There are headlines making the news about the inflation that’s coming to the US. And that monetary/fiscal policies are out of control and that quantitative easing will deliver a repeat of 2008 financial crisis. I’m going to aim to simplify all these terms in this article and make you understand the reasons behind these actions, their intended purpose and what the future is looking like.
Aggregate Supply | Aggregate Demand
Before we go any further, there’s some economic principles you must understand.
Aggregate means several elements. When we talk about aggregate demand, we are talking about “several elements within the economy that affects expenditure”. These expenditures can come from consumer spending, investments, government spending and net exports.

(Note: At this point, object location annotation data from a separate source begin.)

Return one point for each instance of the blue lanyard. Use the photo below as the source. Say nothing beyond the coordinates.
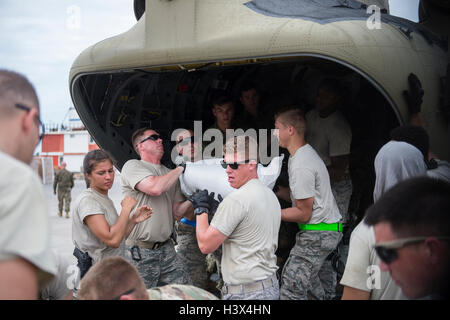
(188, 222)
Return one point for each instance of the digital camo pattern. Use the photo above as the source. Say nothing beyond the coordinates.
(64, 199)
(307, 274)
(179, 292)
(159, 267)
(188, 251)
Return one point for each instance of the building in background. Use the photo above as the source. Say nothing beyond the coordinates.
(68, 141)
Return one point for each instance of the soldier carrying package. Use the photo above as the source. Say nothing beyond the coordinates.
(64, 181)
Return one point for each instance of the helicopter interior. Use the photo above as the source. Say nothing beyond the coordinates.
(115, 104)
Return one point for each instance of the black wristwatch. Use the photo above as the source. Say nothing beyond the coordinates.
(201, 210)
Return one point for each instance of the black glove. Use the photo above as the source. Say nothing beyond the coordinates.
(183, 164)
(201, 202)
(213, 203)
(414, 95)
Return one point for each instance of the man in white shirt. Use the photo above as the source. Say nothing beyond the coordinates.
(246, 224)
(26, 262)
(308, 273)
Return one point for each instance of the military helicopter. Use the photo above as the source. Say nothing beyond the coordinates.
(161, 73)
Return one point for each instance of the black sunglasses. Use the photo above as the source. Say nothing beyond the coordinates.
(152, 137)
(233, 165)
(125, 293)
(186, 141)
(387, 251)
(41, 126)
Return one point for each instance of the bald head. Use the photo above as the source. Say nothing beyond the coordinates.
(110, 278)
(15, 89)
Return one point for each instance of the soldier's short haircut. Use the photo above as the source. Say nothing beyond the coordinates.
(292, 116)
(137, 136)
(92, 158)
(15, 88)
(414, 207)
(109, 278)
(242, 145)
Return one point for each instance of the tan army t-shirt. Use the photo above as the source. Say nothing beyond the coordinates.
(91, 202)
(24, 223)
(308, 177)
(250, 217)
(159, 226)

The following will increase aggregate demand (AD):
- Increase in Consumer & Business confidence
- An increase in House prices & Asset prices
- Government Expenditure
- Foreign money coming in
- Lowering Interest Rates
- Reducing Taxes
All these make sense. Anything that raises the prospect of more money in your pocket will increase AD. But what happens when AD increases suddenly and unexpectedly?
A sudden increase in AD:
- Will increase inflation
- Increase GDP & Employment
This makes sense. Sudden influx of money increases demand for production. But eventually the inflation means too much money chasing too little goods. This increases the price of the same goods you could of bought for less. The increase in inflation;
- Will make people feel poorer which reduces consumption
- Increases interest rates, slowing down investments
- Increase the domestic currency exchange rate relative to other currencies.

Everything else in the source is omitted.